Balaam, or The Majesty of the People

The story of Balaam and the ass referred to in the title and subtitle of this print comes from Numbers: 22. There Balaam is on his way to meet with Balak, a Moabite and an enemy of the Israelites. But the ass on which he is riding keeps stopping and turning away from the path. Three times she stops and three times she is beaten by Balaam.

And the Lord opened the mouth of the ass, and she said unto Balaam, What have I done to thee, that thou hast smitten me these three times.

Balaam, or The Majesty of the People. Courtesy of the National Portrait Gallery, London.

Balaam, or The Majesty of the People [1783]
© National Portrait Gallery, London

It is only then that an angel of the Lord appears and explains to Balaam that the ass is resisting because she is following the will of the Lord.

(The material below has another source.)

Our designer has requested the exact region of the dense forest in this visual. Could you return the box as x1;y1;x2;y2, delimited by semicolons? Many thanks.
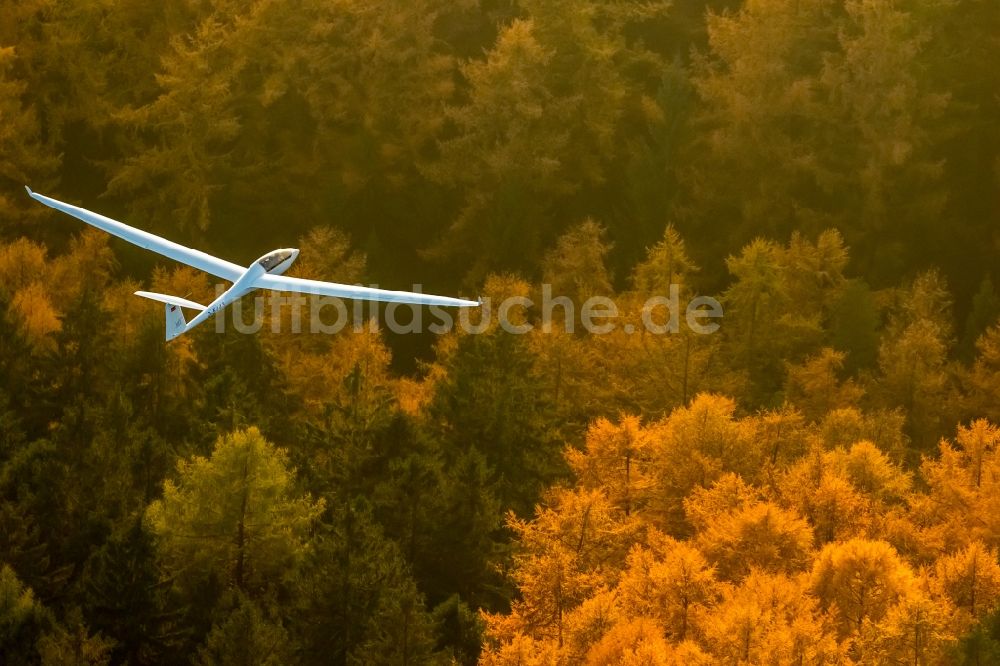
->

In Gillray's version of the tale, Balaam is a grotesquely fat and pampered clergyman carrying a basket of chickens and a sucking pig that he has just collected as part of his tithe. The "ass" that Balaam is riding is is a lean-looking "independent country gentleman and Colonel of the militia." accompanied by a poor John Bull-like farmer with his hat in one hand and a tithe marker(?) in the other who explains that "We farmers have our Bodys Eat up, for the good of our Souls." How low has the "Majesty of the People" fallen!

Gillray had been critical of the wealth of the Anglican Church and its addiction to material comforts in his 1779 print, The Church Militant. In that print the words of the national anthem had been perverted by the church hierarchy to a plea for endless supplies of meat and drink. Here, he portrays a church that continues to use a whip of three lashes labeled: "Pious Fraud," "English Statutes," and "Popish Canons" to support a practice (tithing) that literally rides upon the labors of others.

As the son of a dissenting church sexton, Gillray may have been more sensitive than most to the inequities of tithing. For though the collection of tithes affected every farmer, the benefits went only to members of the Anglican clergy.

Gillray may have had a specific instance in mind. The Colonel, though lean, does not appear to be a type, but a specific portrait caricature. But I have been thus far unable to identify him. The fact that he is independent gentleman and a member of the militia, however, suggests that the critique has a patriotic component. The church is unnecessarily burdening the very people who are already sacrificing for their country.